The Complete February 1957 Jimmy Smith Blue Note Sessions
collects all of the recordings Smith made on February 11th, 12th, and 13th 1957. Enough material was recorded for five LPs ( A Date With Jimmy Smith Volume 1 [BLP 1547], A Date With Jimmy Smith Volume 2 [BLP 1548], Jimmy Smith at the Organ Volume 1 [BLP 1551], Jimmy Smith at the Organ Volume 2 [BLP 1556], and The Sounds of Jimmy Smith [BLP 1556]). Smith was recorded in settings from a sextet to solo organ. Hard Bop's royalty supported Smith on these recordings. This royalty included Lou Donaldson, Hank Mobley, Donald Byrd, Art Blakey, and Kenny Burrell. In addition, Smith's most regular organ trio commrades, Donald Bailey on drums and Eddie McFadden on guitar were also on hand for the recordings.
Twentieth Century Bach.
Legions of words have been eloquently written about these records. Rather than revisit that material, I have focused on what were the most stunning performances of the three CDs: The two solo organ performances. Disc #3 tracks 3 ("All The Things You Are) and 4 (The Flight) affected me as A Clockwork Orange during my first viewing of that masterpiece in 1990. I was amazed by the contemporaneous nature of both works of art decades after they had been created. Imagine Kern and Hammerstein's "All The Things You Are" composed by Deitrich Buxtehude, transcribed by Bach, and performed by Handel. You get the Idea. Smith's "The Flight" is equally as amazing. Recorded 40 years ago, and fresh as yesterday to this reviewer's year 2000 years.
Hard Bop Gotterdammerung.
Jimmy Smith's music might be considered the bridge between pure Hard Bop and Soul Jazz. The Complete February 1957 Jimmy Smith Blue Note Sessions is a testament in that evolution and a very important one.
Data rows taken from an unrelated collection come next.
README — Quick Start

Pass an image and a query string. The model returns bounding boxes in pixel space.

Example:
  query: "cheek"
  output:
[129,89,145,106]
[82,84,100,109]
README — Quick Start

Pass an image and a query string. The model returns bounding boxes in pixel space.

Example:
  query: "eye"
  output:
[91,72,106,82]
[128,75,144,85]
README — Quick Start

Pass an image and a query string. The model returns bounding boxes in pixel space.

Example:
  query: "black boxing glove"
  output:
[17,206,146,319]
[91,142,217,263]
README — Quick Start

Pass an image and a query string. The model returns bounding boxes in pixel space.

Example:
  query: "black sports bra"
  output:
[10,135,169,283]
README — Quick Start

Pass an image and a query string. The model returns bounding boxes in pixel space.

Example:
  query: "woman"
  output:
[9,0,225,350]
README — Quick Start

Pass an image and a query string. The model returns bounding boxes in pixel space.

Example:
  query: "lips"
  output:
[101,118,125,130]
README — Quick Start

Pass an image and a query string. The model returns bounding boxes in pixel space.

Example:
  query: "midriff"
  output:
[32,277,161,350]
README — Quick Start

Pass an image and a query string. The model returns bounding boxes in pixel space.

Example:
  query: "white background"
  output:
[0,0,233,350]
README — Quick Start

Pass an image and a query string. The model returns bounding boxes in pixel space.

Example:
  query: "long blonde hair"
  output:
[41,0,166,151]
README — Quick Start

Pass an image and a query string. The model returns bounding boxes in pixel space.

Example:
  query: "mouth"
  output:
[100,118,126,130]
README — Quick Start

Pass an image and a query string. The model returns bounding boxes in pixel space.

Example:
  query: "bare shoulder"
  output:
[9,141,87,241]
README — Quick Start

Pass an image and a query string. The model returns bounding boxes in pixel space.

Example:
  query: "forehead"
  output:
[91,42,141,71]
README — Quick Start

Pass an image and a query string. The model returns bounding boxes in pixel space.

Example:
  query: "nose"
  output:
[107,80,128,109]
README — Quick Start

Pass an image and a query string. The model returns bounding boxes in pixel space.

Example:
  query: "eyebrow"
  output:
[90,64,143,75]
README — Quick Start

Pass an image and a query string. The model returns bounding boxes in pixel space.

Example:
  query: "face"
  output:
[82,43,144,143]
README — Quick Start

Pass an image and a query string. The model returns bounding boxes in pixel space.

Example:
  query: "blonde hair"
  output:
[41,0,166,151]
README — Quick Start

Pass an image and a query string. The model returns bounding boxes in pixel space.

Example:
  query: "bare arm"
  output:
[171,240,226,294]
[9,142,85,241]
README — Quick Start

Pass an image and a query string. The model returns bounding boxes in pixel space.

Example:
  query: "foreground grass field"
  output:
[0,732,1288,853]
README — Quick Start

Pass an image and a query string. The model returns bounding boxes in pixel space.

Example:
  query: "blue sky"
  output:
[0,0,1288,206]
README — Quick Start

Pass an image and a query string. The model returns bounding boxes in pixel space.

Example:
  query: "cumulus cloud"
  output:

Disc 1:Falling in Love with Love, First Night Blues, Funk's Oats, Groovy Date, I Let a Song Go Out of My Heart.Disc 2:Zing Went the Strings to My Heart, I'm Getting Sentimental Over you, Summertime, Plum Nellie, Plum Nellie (Alt), Billie's Bounce, Yardbird Suite, There's a Small Hotel, All Day Long.Disc 3:Somebody Loves Me, The Third Day, All the Things You Are, The Fight, There Will Never Be Another You, How High The Moon, Buns A Plenty, the Duel, Blue Moon, Cherokee.